Hello Pytorch coders,
I’ve used Pytorch for a few months. But I recently want to create a customized pooling layer which is similar to the “Max-Pooling Dropout” layer and I think Pytorch provided us a bunch of tools to build such a layer I need. Here is my approach:
- use MaxPool2d with indices returned
- set tensor[indices] to zero
- I want it behaves like torch.take (without flatten) if possible.
here is how to get the “index tensor”. (I think it is called “index tensor”. correct me if I was wrong)
input1 = torch.randn(1, 1, 6, 6)
m = nn.MaxPool2d(2,2, return_indices=True)
val, indx = m(input1)
indx is the “index tensor” which can be used easily as
torch.take(input1, indx)
No flatten needed, no argument needed to set dimension. I think it make sense since indx is generated from input1.

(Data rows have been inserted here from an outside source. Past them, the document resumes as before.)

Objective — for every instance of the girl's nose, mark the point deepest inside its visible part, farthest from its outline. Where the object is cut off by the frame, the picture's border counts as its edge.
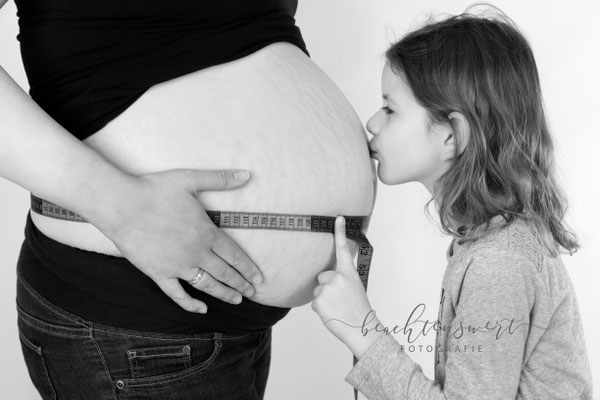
(373, 124)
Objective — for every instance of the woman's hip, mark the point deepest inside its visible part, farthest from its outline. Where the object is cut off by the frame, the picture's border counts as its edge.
(71, 358)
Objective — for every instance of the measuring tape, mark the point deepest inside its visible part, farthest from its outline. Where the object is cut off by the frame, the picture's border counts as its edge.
(253, 220)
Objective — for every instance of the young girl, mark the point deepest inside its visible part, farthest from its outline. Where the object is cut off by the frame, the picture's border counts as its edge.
(462, 114)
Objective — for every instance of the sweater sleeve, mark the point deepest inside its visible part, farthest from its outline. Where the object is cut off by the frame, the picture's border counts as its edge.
(492, 314)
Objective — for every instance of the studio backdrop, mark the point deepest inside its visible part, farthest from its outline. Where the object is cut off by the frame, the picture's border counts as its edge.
(347, 38)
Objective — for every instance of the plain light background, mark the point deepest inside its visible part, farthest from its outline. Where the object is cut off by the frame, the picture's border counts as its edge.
(347, 39)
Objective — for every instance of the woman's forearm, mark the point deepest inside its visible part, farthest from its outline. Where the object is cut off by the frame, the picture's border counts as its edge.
(39, 155)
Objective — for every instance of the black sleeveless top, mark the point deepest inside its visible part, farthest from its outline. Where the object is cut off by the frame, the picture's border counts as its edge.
(86, 62)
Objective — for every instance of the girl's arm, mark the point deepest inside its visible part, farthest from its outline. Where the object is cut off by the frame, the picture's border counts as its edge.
(154, 219)
(493, 292)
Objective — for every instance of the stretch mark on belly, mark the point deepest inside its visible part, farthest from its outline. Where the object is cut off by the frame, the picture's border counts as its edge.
(251, 220)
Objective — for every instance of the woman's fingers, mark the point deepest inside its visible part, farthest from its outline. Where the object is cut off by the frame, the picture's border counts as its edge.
(172, 288)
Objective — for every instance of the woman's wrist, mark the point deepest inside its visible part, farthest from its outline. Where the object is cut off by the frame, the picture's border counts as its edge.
(105, 196)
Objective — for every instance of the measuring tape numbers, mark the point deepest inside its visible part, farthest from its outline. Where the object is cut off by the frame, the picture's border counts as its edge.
(252, 220)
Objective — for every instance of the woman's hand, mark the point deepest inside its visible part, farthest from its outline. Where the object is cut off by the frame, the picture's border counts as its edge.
(163, 230)
(341, 300)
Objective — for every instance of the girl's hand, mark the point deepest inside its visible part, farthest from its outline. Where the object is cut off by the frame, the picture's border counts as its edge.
(341, 300)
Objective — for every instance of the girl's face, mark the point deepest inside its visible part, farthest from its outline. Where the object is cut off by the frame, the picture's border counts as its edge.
(407, 144)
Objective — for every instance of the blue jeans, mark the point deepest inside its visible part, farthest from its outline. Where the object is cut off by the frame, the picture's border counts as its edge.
(70, 358)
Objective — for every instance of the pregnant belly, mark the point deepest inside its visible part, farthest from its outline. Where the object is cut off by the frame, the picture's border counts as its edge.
(274, 113)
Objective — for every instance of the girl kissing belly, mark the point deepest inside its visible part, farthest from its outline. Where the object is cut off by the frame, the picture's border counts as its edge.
(274, 113)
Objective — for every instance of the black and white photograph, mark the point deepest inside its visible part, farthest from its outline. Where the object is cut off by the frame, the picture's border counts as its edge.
(299, 199)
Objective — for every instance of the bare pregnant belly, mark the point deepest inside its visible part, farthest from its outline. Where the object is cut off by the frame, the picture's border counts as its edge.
(274, 113)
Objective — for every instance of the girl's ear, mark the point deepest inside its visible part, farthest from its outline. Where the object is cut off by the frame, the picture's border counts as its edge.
(457, 136)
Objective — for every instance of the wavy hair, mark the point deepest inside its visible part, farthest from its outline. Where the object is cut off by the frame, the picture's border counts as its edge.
(482, 67)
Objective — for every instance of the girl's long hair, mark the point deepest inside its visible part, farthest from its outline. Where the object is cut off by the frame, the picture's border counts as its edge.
(482, 67)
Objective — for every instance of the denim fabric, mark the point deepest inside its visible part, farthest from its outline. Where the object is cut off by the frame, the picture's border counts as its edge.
(71, 358)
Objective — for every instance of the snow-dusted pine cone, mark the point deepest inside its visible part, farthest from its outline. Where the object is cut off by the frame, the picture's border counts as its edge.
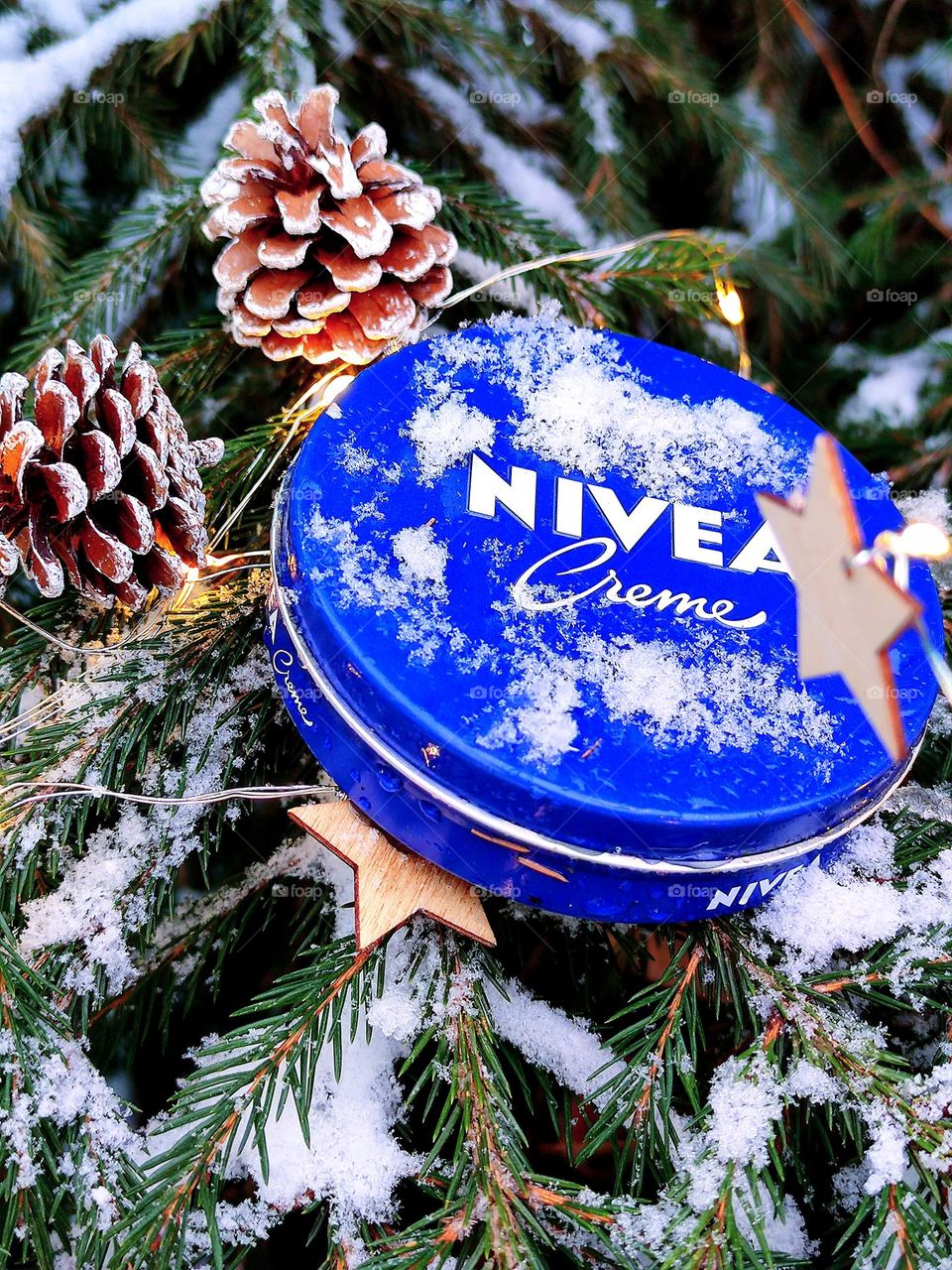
(333, 252)
(103, 489)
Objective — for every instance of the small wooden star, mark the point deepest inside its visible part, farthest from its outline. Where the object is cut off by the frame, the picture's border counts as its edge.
(848, 613)
(391, 885)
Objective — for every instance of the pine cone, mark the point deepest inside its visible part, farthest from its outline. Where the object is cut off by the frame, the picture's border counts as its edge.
(333, 253)
(103, 488)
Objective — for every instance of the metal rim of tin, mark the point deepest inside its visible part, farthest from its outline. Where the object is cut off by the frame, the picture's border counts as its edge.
(509, 829)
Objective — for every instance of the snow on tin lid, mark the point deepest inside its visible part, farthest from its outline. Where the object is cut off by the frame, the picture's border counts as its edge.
(529, 561)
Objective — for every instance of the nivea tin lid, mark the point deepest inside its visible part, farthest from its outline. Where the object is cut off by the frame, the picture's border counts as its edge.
(525, 562)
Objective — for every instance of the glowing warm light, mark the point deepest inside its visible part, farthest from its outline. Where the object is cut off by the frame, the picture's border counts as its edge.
(918, 540)
(729, 303)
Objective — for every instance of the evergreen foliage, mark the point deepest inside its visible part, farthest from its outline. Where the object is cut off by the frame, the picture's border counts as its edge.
(717, 1097)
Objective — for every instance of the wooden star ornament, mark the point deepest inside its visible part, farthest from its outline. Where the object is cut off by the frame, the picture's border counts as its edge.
(848, 613)
(391, 885)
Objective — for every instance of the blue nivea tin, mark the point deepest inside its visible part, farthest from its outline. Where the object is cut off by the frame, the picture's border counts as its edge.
(527, 615)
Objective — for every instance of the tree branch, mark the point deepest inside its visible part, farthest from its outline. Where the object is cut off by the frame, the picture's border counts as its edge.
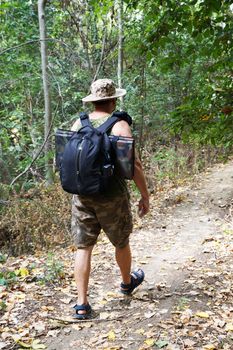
(37, 153)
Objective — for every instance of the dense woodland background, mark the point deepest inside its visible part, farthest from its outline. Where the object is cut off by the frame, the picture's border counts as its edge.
(175, 60)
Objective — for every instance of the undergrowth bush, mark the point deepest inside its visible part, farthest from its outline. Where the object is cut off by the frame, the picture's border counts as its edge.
(172, 164)
(38, 219)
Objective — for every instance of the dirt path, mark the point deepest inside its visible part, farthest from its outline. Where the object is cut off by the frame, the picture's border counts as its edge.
(185, 246)
(181, 254)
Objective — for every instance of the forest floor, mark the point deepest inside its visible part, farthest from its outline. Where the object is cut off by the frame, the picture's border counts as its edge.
(185, 246)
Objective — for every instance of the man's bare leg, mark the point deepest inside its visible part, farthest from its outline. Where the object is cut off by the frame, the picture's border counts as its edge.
(123, 258)
(82, 268)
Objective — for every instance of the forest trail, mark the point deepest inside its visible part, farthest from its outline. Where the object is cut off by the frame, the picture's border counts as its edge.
(186, 301)
(186, 254)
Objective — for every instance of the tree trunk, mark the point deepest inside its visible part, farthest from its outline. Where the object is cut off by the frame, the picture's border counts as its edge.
(120, 48)
(46, 87)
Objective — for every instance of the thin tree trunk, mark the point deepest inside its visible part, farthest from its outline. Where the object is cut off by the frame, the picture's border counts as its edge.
(46, 87)
(143, 103)
(120, 48)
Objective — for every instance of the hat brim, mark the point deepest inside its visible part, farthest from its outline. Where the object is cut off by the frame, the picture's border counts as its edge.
(92, 98)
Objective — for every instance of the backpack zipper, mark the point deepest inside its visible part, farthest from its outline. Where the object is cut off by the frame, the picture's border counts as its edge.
(80, 147)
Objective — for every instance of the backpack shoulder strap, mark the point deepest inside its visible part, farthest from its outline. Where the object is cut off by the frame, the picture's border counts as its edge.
(84, 118)
(121, 115)
(108, 124)
(116, 116)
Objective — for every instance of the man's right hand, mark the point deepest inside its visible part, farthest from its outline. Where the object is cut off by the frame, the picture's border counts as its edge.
(143, 206)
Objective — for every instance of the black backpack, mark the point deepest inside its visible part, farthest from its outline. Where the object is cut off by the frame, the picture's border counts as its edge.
(87, 162)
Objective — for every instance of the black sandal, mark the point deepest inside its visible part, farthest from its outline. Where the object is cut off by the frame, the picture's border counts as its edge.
(83, 307)
(137, 277)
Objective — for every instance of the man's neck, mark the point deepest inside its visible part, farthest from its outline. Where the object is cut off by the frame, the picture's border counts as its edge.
(99, 113)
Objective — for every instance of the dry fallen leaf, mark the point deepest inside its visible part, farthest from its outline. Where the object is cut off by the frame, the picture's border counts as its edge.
(111, 335)
(150, 342)
(202, 314)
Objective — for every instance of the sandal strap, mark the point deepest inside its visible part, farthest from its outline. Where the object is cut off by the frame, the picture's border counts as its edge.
(83, 307)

Question: how do I set the values input1 pointed by indx to 0 in the “torch.take” style? I saw some answers like input1.flatten().scatter_(dim=-1, index=indx.flatten(), value=0.).reshape_as(input1)
. But I don’t think PyTorch returning such “index tensor” thing which cannot be applied directly. (Maybe I was wrong.)
Is there something like
torch.set_value(input1, indx, 0) ?
Update: if I use input1.flatten().scatter_(dim=-1, index=indx.flatten(), value=-5.).reshape_as(input1)
with GPU (torch.version=1.12.1+cu113), then I got the inplace error:
Traceback (most recent call last):
File "v1.1c.py", line 120, in <module>
loss.backward()
File "/opt/software/anaconda3/lib/python3.7/site-packages/torch/_tensor.py", line 396, in backward
torch.autograd.backward(self, gradient, retain_graph, create_graph, inputs=inputs)
File "/opt/software/anaconda3/lib/python3.7/site-packages/torch/autograd/__init__.py", line 175, in backward
allow_unreachable=True, accumulate_grad=True) # Calls into the C++ engine to run the backward pass
RuntimeError: one of the variables needed for gradient computation has been modified by an inplace operation: [torch.cuda.FloatTensor [8, 512, 6, 6]], which is output 0 of ReluBackward0, is at version 1; expected version 0 instead. Hint: the backtrace further above shows the operation that failed to compute its gradient. The variable in question was changed in there or anywhere later. Good luck!